NEW YORK -- Mets manager Terry Collins is worried David Wright may wind up on the disabled list because of a neck injury.

New York's captain and third baseman was out of the starting lineup for the third straight day Monday because of his neck. He was given anti-inflammatory medicine over the weekend.

Now 33, Wright was on the disabled list from April 15 to Aug. 24 last year when he strained his right hamstring and then developed spinal stenosis. He has a lengthy physical therapy routine he must go through before each game.

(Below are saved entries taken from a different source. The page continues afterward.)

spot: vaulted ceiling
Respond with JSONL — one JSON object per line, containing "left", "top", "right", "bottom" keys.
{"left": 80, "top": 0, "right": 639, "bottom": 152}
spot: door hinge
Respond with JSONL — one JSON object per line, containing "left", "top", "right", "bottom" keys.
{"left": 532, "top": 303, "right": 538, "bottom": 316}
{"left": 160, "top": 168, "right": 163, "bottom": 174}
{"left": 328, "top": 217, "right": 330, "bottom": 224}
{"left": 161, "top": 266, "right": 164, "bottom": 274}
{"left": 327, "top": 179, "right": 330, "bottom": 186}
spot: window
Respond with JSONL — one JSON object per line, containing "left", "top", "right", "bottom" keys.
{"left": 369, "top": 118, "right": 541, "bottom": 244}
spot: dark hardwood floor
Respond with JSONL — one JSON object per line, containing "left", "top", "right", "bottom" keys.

Wright homered in three straight games last week before getting hurt. He is batting .226 with seven homers, 14 RBIs and 55 strikeouts in 137 at-bats.

White Sox: Shuck called up with Jackson injured
NEW YORK -- With Austin Jackson bothered by turf toe, the Chicago White Sox recalled outfielder J.B. Shuck from Charlotte and optioned right-hander Tommy Kahnle to the Triple-A farm team.

Jackson left Sunday's game in the eighth inning because of his left foot.

White Sox manager Robin Ventura said before Monday's series opener against the New York Mets that he doesn't think Jackson's injury at this point merits a move to the disabled list. He adds that the team does not "necessarily want to lose him for two weeks right away."

Shuck was batting fifth and playing center field Monday. He was 0 for 9 with the White Sox before he was sent down April 18 when Chicago needed to add a pitcher. He is hitting .299 at Charlotte with two homers and 17 RBIs.

Kahnle is 0-1 with a 2.70 ERA in four games over three stints with Chicago this season.